(WASHINGTON) — Supreme Court Justice Ketanji Brown Jackson on Friday delivered a stirring defense of the need to educate American school children about the nation’s dark history of racial inequality and violence in a still-ongoing battle for civil rights.
“The work of our time is maintaining that hard-won freedom, and to do that, we’re going to need the truth — the whole truth — about our past,” Jackson said in a speech at the Birmingham, Alabama, 16th Street Baptist Church, where a bomb planted by members of the Ku Klux Klan killed four young girls and injured dozens of others 60 years ago.
“We must teach it to our children and preserve it for theirs,” Jackson said. “Knowledge of the past is what enables us to mark our forward progress. If we’re going to continue to move forward as a nation, we can’t allow concern about discomfort to displace knowledge, truth, or history.”
The remarks by the nation’s first Black female justice come as policy makers in several states, led by Florida, have issued controversial new curriculum standards for Black history that some critics have said whitewashed the past and advanced misconceptions about slavery.

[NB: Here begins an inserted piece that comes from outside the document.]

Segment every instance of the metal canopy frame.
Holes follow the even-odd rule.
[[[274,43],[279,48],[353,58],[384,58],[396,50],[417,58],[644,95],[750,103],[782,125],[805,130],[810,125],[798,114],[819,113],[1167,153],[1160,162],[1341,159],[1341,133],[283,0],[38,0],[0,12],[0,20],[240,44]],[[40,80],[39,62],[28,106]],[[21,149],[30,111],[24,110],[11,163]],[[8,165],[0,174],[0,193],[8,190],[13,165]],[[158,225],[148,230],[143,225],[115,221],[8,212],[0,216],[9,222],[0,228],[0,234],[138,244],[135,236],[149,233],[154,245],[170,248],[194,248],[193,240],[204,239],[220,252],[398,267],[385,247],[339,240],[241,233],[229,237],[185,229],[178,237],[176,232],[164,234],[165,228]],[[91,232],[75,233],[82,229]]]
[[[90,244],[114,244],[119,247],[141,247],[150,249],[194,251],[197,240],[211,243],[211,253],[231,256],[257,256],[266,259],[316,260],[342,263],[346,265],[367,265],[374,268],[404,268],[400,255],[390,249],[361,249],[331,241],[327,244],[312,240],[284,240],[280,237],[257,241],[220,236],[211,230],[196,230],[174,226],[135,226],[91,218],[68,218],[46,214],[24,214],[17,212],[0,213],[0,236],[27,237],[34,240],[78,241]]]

GOP Gov. Ron DeSantis has defended Florida’s curriculum while campaigning for president, particularly the notion that slavery benefited Black Americans.
“They’re probably going to show that some of the folks that eventually parlayed, you know, being a blacksmith into things later in life,” DeSantis said during a news conference in July.
The governor further defended the curriculum changes in an interview with Fox News in August contending the curriculum’s wording lets teachers show “how slaves developed skills which, in some instances, could be applied for their personal benefit.”
“That particular passage wasn’t saying that slavery was a benefit. It was saying there was resourcefulness, and people acquired skills in spite of slavery, not because of it,” he said.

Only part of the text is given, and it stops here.